Key Markets Reacting to Manufacturing Sales YoY
- AAPL: Indirect exposure via global supply chains and NZD-linked earnings volatility.
- EURUSD: Moves in NZ manufacturing data can influence risk-on/risk-off flows, impacting major currency pairs.
- BTCUSD: Crypto markets occasionally react to macroeconomic volatility, including manufacturing sector swings.
| Year | Manufacturing Sales YoY (%) | AAPL Correlation |
|---|---|---|
| 2020 | -2.1 | Low |
| 2021 | 3.8 | Moderate |
| 2022 | 1.2 | Moderate |
| 2023 | -6.5 | High (risk-off) |
| 2024 | -2.2 | Moderate |
| 2025 | 10 | Low |
FAQ: NZ Manufacturing Sales YoY: January 2026 Print Turns Negative
- What does the latest NZ Manufacturing Sales YoY figure indicate?
- January 2026's -0.7% YoY print signals renewed contraction in New Zealand's manufacturing sector, reversing December's positive reading.
- How does this result compare to recent history?
- The latest figure is below both the prior month's 0.9% and the 12-month average, highlighting ongoing volatility and sectoral weakness.
- Why is Manufacturing Sales YoY important for investors?

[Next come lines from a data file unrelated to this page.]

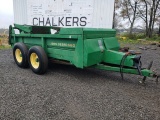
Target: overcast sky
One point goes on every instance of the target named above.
(6, 13)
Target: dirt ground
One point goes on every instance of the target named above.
(68, 93)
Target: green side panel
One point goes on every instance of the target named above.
(24, 28)
(79, 53)
(115, 57)
(91, 33)
(111, 43)
(61, 54)
(92, 52)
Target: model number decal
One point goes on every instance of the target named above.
(64, 44)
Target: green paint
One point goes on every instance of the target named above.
(82, 47)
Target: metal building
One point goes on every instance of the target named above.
(64, 13)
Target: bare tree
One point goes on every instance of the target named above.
(129, 11)
(147, 10)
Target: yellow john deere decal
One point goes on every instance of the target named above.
(63, 44)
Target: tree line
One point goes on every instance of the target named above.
(147, 12)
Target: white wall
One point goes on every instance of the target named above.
(69, 13)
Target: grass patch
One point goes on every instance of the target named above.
(2, 47)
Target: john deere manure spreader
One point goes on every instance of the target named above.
(82, 47)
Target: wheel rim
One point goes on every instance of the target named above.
(18, 55)
(34, 60)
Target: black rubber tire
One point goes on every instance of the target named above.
(24, 52)
(43, 59)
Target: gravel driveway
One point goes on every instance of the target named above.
(68, 93)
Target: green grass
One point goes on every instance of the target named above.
(2, 47)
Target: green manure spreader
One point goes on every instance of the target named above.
(82, 47)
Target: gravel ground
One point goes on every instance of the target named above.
(68, 93)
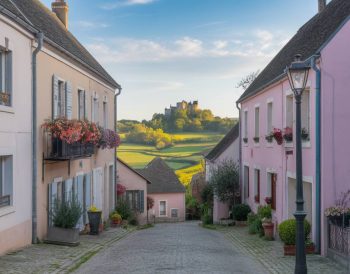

- It serves as a key gauge of industrial health, influencing currency, equity, and risk sentiment across domestic and global markets.
Manufacturing sales in New Zealand remain volatile, with downside risks outweighing near-term upside.
Updated 3/11/26
This has been drafted with AI assistance and then thoroughly reviewed, refined, and approved by our human editorial team to ensure accuracy, and originality.
- Sigmanomics Economic Database, "NZ Manufacturing Sales YoY," accessed 3/11/26.
- Reserve Bank of New Zealand, "Monetary Policy Statements," accessed 3/11/26.
- Statistics New Zealand, "Manufacturing Sector Data," accessed 3/11/26.









January's -0.7% YoY print reversed December's 0.9% gain and undershot the 12-month average of -0.7%. The sector has swung from a 10% surge in June 2025 to persistent contraction, with only two positive months since March 2025. The latest figure marks the third negative reading in the past five months, underscoring volatility and lack of sustained momentum.
Compared to September 2025's -0.6%, the current print signals a return to contraction after a brief recovery. December 2023's -6.5% remains the cycle low, while the June 2025 high stands out as an outlier in an otherwise subdued trend.